Anaheim, CA—Precision medicine continues to transform oncology, and it is not just the treatments that are changing; decades-old drug clinical trial designs have been remodeled to accommodate an evolving understanding of genetic drivers in cancer.
Basket clinical trials, which test the effect of ≥1 drugs on ≥1 mutations in several cancer types, are an example of this innovative study design. Dazhi Liu, PharmD, BCOP, Developmental Therapeutic Clinic, Memorial Sloan Kettering Cancer Center, New York City, shared the success of recent basket studies at the 2017 Hematology/Oncology Pharmacy Association Annual Conference.

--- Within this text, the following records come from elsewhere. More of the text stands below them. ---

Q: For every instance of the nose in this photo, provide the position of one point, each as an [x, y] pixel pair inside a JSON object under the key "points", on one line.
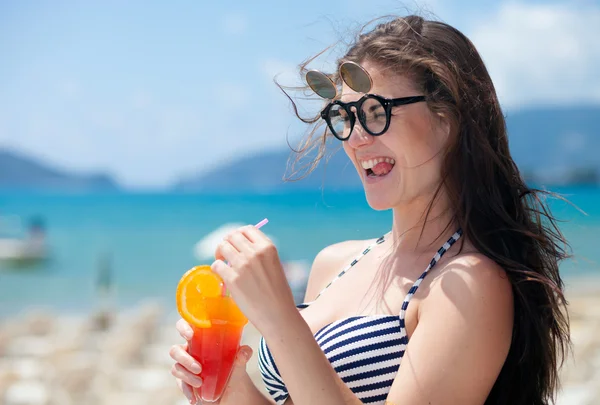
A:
{"points": [[359, 137]]}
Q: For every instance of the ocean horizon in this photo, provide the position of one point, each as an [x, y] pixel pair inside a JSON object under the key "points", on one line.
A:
{"points": [[148, 239]]}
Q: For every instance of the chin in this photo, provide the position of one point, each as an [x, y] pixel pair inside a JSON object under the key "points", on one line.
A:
{"points": [[378, 202]]}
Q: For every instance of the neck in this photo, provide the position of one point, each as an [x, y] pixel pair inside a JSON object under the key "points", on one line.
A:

“Basket studies can accelerate biologic validation of new targets, including rare cancers, rare actionable alterations, and pediatric cancers,” said Dr Liu.
Historically, targeted therapy studies have been limited to 1 tumor type, said Dr Liu. If a patient tested positive for a mutation, he or she was randomized to a selective inhibitor or chemotherapy that is often ineffective. However, recent data confirm that genetic mutations are seldom limited to a single histology, although the implication for treatment remains unclear. He discussed an example of studies with crizotinib (Xalkori).
“We know that patients with ALK-positive non–small-cell lung cancer can benefit from crizotinib, but the ALK rearrangement is seen in other types of cancer, too,” said Dr Liu. “With this many cancers and genetic drivers, clinicians and drug developers need to study therapeutic agents based on genetic drivers, not histology,” he emphasized.
Vemurafenib Basket Study
In the past decade, umbrella studies, basket studies, and master/molecular allocation studies have been introduced to resolve these issues, said Dr Liu.
Vemurafenib (Zelboraf), an oral BRAF inhibitor with selectivity for the BRAF V600E mutation form of the kinase, is FDA approved for patients with unresectable or metastatic melanoma and the BRAF V600E mutation. In a recent basket study, however, vemurafenib was used in a variety of cancers with different primary disease sites and histologies, including lung cancer, cholangiocarcinoma, Erdheim-Chester disease and Langerhans-cell histiocytosis, anaplastic thyroid cancer, ovarian cancer, multiple myeloma, and colorectal cancer.
“The basket study yielded exciting discoveries,” said Dr Liu. “In the cohort of Erdheim-Chester disease and Langerhans-cell histiocytosis, for example, all patients enrolled in the study demonstrated fast and durable disease regression. In the past, these were considered orphan diseases without any treatment,” he said.
In another cohort, a singer who had not responded to multiple lines of previous therapy for glioblastoma had nearly a complete response to vemurafenib and was able to return to the stage after treatment.
“These results inspire us as investigators to bring this basket trial to our patients,” said Dr Liu. “Regardless of diagnosis, we’re seeing that it’s never a hopeless situation.”
“When the study moves to the next phase of development, we then have a better chance of keeping patients on the study so that their disease may benefit from the treatment,” explained Dr Liu.